Detailed Explanations for Chapter 05 Continuity and Differentiability
Our expert teachers have provided step-by-step explanations for all the difficult questions in the Class 12 Mathematics chapter. Along with the final answers, we have also explained the concept behind it to help you build stronger understanding of each topic. This will be really helpful for Class 12 students who want to understand both theoretical and practical questions. By studying these GSEB Questions and Answers your basic concepts will improve a lot.

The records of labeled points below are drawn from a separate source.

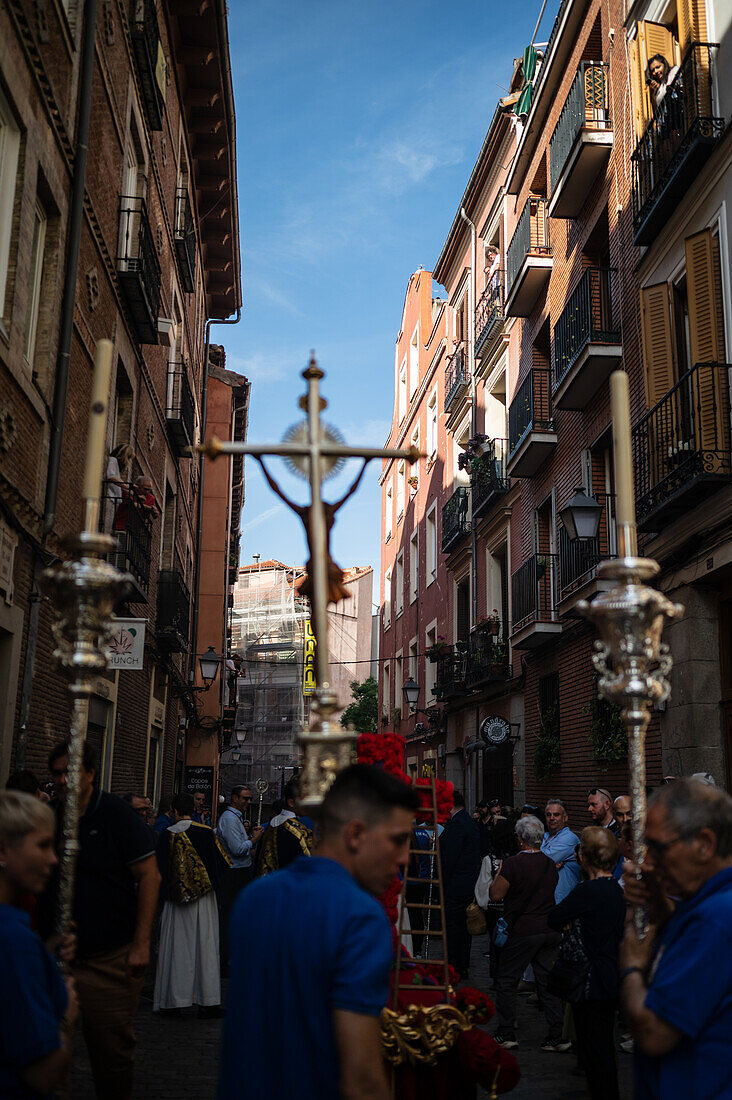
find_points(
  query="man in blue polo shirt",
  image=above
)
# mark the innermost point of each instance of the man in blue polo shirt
(310, 954)
(676, 988)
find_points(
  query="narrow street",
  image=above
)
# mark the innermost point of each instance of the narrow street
(178, 1057)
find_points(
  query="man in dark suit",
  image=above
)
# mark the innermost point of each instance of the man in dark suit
(459, 847)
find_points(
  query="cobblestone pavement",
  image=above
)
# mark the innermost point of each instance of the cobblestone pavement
(178, 1057)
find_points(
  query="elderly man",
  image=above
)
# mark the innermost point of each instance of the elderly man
(599, 806)
(526, 883)
(622, 809)
(676, 983)
(559, 844)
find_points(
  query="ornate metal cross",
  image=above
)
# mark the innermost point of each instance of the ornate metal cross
(316, 451)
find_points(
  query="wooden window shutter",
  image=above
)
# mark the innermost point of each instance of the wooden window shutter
(710, 387)
(691, 17)
(658, 351)
(703, 337)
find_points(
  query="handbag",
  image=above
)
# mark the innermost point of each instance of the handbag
(570, 974)
(476, 920)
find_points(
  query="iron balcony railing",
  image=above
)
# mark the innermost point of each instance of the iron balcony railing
(457, 376)
(531, 409)
(179, 409)
(586, 109)
(684, 441)
(531, 238)
(130, 521)
(579, 558)
(149, 59)
(456, 521)
(587, 318)
(534, 591)
(489, 312)
(488, 657)
(489, 479)
(138, 267)
(185, 239)
(173, 625)
(667, 156)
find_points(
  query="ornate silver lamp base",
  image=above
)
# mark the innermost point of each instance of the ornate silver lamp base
(84, 591)
(633, 663)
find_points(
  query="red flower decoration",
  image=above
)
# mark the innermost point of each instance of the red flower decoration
(469, 999)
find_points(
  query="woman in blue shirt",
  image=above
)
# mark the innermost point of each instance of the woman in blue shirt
(36, 1008)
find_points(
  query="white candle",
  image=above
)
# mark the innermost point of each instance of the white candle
(97, 430)
(621, 430)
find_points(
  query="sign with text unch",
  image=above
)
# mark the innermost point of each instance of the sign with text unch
(127, 646)
(308, 663)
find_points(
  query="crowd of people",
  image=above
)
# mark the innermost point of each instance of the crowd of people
(165, 887)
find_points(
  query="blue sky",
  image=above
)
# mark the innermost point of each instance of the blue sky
(358, 127)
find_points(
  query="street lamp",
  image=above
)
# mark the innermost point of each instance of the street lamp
(209, 667)
(581, 516)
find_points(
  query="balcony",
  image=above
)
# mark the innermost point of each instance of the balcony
(681, 448)
(138, 268)
(130, 523)
(579, 559)
(581, 141)
(150, 59)
(173, 625)
(179, 409)
(457, 378)
(490, 317)
(676, 143)
(528, 260)
(185, 240)
(488, 659)
(456, 518)
(532, 435)
(587, 347)
(534, 602)
(489, 480)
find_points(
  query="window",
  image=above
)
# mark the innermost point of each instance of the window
(400, 583)
(400, 490)
(413, 658)
(430, 535)
(430, 669)
(9, 149)
(432, 424)
(402, 392)
(35, 275)
(414, 362)
(414, 565)
(388, 597)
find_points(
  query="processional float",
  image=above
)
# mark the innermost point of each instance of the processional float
(631, 658)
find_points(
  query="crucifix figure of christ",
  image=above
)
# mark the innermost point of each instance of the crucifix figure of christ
(317, 452)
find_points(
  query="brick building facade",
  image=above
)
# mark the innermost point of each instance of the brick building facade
(157, 257)
(583, 195)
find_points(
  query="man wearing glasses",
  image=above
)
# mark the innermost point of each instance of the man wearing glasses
(238, 846)
(676, 983)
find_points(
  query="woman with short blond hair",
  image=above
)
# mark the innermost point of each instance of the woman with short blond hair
(599, 908)
(36, 1007)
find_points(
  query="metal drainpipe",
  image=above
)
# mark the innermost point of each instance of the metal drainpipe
(473, 405)
(199, 503)
(61, 388)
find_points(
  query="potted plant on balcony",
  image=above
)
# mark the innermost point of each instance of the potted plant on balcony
(438, 649)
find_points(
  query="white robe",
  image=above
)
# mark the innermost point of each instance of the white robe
(188, 956)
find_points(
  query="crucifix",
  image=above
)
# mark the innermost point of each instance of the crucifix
(316, 451)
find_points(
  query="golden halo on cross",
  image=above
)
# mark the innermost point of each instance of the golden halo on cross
(301, 464)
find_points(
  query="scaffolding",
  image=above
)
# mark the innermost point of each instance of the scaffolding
(268, 636)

Benefits of using Mathematics Class 12 Solved Papers
Using our Mathematics solutions regularly students will be able to improve their logical thinking and problem-solving speed. These Class 12 solutions are a guide for self-study and homework assistance. Along with the chapter-wise solutions, you should also refer to our Revision Notes and Sample Papers for Chapter 05 Continuity and Differentiability to get a complete preparation experience.
FAQs
The complete and updated GSEB Class 12 Maths Solutions Chapter 5 Continuity and Differentiability Exercise 5.7 is available for free on StudiesToday.com. These solutions for Class 12 Mathematics are as per latest GSEB curriculum.
Yes, our experts have revised the GSEB Class 12 Maths Solutions Chapter 5 Continuity and Differentiability Exercise 5.7 as per 2026 exam pattern. All textbook exercises have been solved and have added explanation about how the Mathematics concepts are applied in case-study and assertion-reasoning questions.

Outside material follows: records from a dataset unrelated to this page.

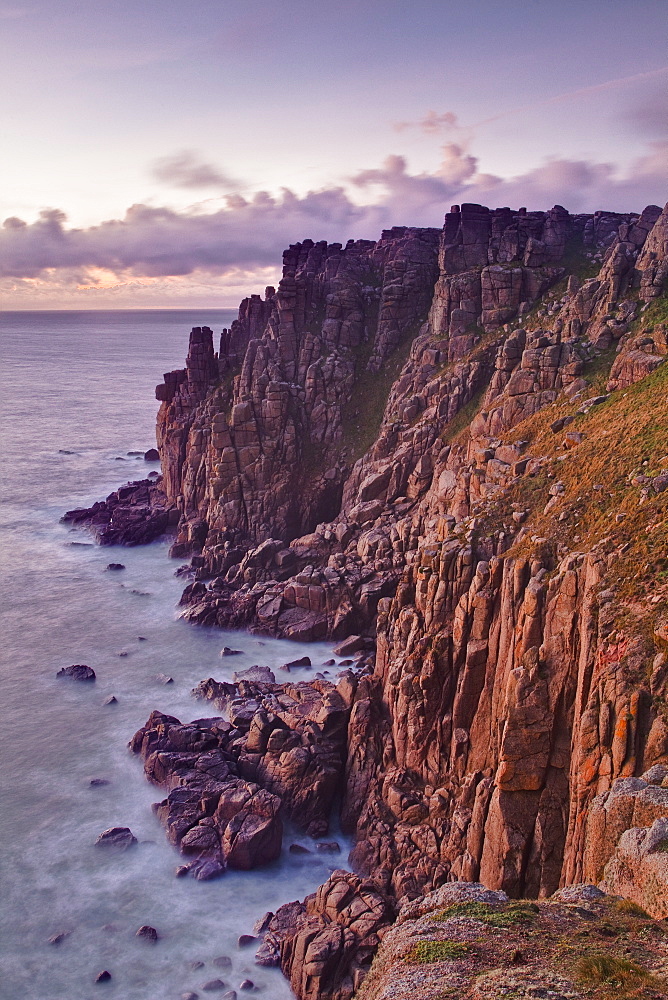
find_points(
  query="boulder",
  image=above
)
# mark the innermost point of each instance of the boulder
(77, 672)
(118, 838)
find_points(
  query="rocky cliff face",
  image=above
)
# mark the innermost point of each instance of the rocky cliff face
(455, 444)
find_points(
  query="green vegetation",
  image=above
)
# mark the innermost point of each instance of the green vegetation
(521, 912)
(438, 951)
(627, 908)
(620, 972)
(623, 436)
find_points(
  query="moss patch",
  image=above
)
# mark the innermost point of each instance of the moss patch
(509, 916)
(438, 951)
(620, 972)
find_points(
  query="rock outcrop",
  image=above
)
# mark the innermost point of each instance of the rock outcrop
(135, 514)
(231, 782)
(463, 940)
(452, 445)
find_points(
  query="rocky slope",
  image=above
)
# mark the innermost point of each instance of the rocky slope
(454, 444)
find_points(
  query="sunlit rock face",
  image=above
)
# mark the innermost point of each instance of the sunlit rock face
(450, 444)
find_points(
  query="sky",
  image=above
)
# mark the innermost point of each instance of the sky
(160, 154)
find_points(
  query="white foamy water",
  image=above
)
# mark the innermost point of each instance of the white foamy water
(77, 395)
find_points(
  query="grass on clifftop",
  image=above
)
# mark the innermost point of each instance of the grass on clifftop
(515, 913)
(438, 951)
(624, 436)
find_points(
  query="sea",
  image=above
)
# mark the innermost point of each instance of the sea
(77, 398)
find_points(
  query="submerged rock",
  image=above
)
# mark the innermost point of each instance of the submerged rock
(119, 838)
(77, 672)
(148, 933)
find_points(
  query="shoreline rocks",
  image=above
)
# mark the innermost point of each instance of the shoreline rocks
(77, 672)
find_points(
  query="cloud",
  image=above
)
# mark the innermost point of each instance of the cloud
(187, 170)
(432, 122)
(208, 247)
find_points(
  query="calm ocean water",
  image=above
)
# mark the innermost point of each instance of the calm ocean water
(77, 396)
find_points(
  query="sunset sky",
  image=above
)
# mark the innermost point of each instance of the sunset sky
(159, 154)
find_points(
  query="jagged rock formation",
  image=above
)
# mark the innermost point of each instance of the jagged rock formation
(282, 750)
(135, 514)
(498, 522)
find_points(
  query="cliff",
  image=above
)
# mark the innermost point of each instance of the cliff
(454, 444)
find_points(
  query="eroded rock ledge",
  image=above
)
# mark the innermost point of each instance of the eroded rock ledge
(454, 444)
(230, 783)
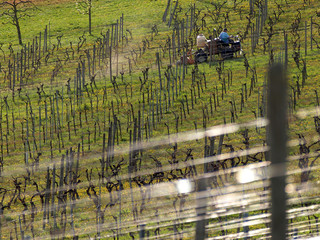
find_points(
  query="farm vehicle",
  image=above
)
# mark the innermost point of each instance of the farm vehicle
(211, 47)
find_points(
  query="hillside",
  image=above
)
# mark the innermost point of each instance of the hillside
(93, 125)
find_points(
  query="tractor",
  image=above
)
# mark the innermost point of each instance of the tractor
(214, 46)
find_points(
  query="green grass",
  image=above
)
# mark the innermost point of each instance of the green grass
(140, 16)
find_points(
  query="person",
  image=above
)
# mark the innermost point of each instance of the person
(224, 36)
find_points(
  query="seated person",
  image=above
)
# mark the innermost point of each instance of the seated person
(224, 36)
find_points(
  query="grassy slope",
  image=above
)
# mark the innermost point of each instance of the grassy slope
(140, 16)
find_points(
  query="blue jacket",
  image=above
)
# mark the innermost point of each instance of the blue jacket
(224, 37)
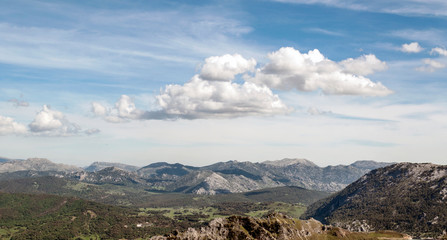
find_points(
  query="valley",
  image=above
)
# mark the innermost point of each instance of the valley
(162, 199)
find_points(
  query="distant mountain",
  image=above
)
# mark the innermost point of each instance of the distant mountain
(112, 175)
(2, 159)
(274, 226)
(163, 170)
(405, 197)
(234, 176)
(37, 216)
(97, 166)
(35, 164)
(218, 178)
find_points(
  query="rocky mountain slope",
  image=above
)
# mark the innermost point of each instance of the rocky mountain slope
(97, 166)
(405, 197)
(35, 164)
(222, 177)
(275, 226)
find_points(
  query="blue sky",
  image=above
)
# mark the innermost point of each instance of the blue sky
(198, 82)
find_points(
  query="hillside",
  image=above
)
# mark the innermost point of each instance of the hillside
(405, 197)
(274, 226)
(26, 216)
(35, 164)
(218, 178)
(97, 166)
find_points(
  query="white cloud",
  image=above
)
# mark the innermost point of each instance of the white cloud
(363, 65)
(288, 69)
(224, 68)
(125, 108)
(92, 131)
(438, 50)
(98, 109)
(430, 65)
(123, 111)
(212, 99)
(53, 123)
(19, 103)
(9, 126)
(315, 111)
(413, 47)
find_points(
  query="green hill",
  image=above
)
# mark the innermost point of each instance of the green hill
(405, 197)
(37, 216)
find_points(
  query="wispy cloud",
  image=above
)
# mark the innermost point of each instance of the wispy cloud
(430, 36)
(413, 47)
(403, 7)
(325, 32)
(121, 41)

Toppers recommend using GSEB language because GSEB marking schemes are strictly based on textbook definitions. Our GSEB Class 12 Maths Solutions Chapter 5 Continuity and Differentiability Exercise 5.7 will help students to get full marks in the theory paper.
Yes, we provide bilingual support for Class 12 Mathematics. You can access GSEB Class 12 Maths Solutions Chapter 5 Continuity and Differentiability Exercise 5.7 in both English and Hindi medium.
Yes, you can download the entire GSEB Class 12 Maths Solutions Chapter 5 Continuity and Differentiability Exercise 5.7 in printable PDF format for offline study on any device.